A little over $1.2 million in federal assistance has been awarded to the City of Fond du Lac to raze 14 flood-damaged homes and create green space.
That’s good news for local residents who have lived in limbo since the June 2008 flood while waiting for money to come through the Hazard Mitigation Grant Program (HMGP).
As many as 10 out of the 14 families who signed up for the program are still living in rental units, said City Manager Tom Herre.
“This money will let them get on with their lives. It will make them financially whole again,” Herre said.
The funding acquisition project of the Federal Emergency Management Agency (FEMA) was offered to some of the city’s worst flood victims. All the properties were located within a 100-year flood plain and experienced damage costs that were beyond 50 percent of the home’s value.

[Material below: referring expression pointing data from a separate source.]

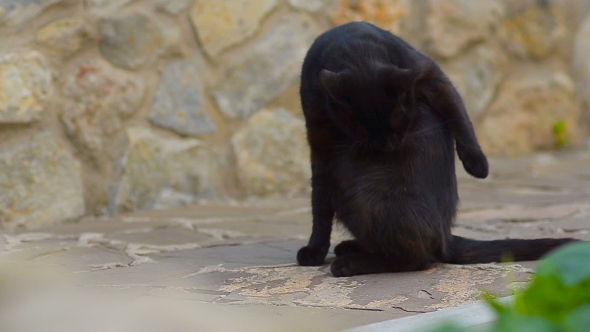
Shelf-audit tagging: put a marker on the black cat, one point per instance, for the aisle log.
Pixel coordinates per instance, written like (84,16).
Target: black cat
(382,120)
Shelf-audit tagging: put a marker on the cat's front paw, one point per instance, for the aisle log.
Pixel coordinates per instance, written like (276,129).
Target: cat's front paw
(310,256)
(474,161)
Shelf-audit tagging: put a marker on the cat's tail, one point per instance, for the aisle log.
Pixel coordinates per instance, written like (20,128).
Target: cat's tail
(468,251)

The program allows the city to purchase the properties, demolish the structures, and turn the properties into public green space. A few of the houses are located on Doty Street, and the rest are scattered in flood plain areas along the Fond du Lac River.

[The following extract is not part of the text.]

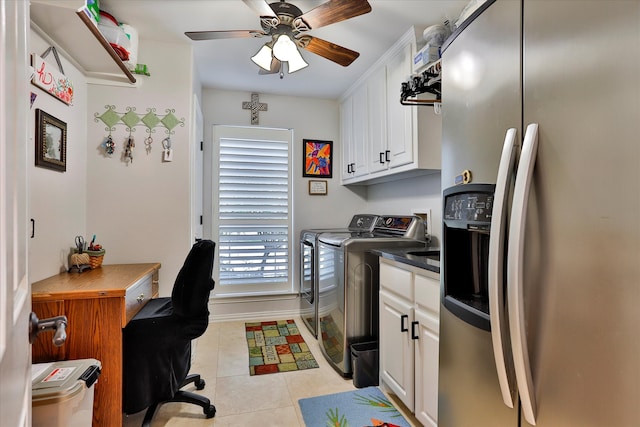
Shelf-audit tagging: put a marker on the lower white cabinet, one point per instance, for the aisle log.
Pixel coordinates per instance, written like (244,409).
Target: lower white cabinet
(409,328)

City Council President Tim Lakin said the goal of the program was to remove houses from flood plain areas. Some of the properties have already been razed.
“We are happy these families will finally get some closure,” he said.

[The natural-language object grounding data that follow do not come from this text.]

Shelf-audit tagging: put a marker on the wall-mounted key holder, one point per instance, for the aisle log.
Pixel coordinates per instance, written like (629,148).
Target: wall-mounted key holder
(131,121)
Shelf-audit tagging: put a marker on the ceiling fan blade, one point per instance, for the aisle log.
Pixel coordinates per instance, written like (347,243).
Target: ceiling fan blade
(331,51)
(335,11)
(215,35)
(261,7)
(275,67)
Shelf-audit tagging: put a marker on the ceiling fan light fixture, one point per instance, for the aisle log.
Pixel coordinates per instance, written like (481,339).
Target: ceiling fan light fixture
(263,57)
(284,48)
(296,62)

A total of $1.6 million will be divided between the 14 homes, Herre said. FEMA will pay 75 percent of the project costs, and the remaining 25 percent of the cost, $410,602, will be provided through a combination of funds from the State of Wisconsin and the City of Fond du Lac.
Herre said property owners have all been notified and will be paid what the value of their house was before the flood.
“There are still some administrative hurdles to be taken care of, but it will be sooner rather than later,” he said.
The lots are fairly small and close together but not conducive to creating neighborhood parks, he said.
“What we think will happen is neighbors would be granted an easement to use that property for activities in the area. In turn, they would promise to maintain the space,” Herre said.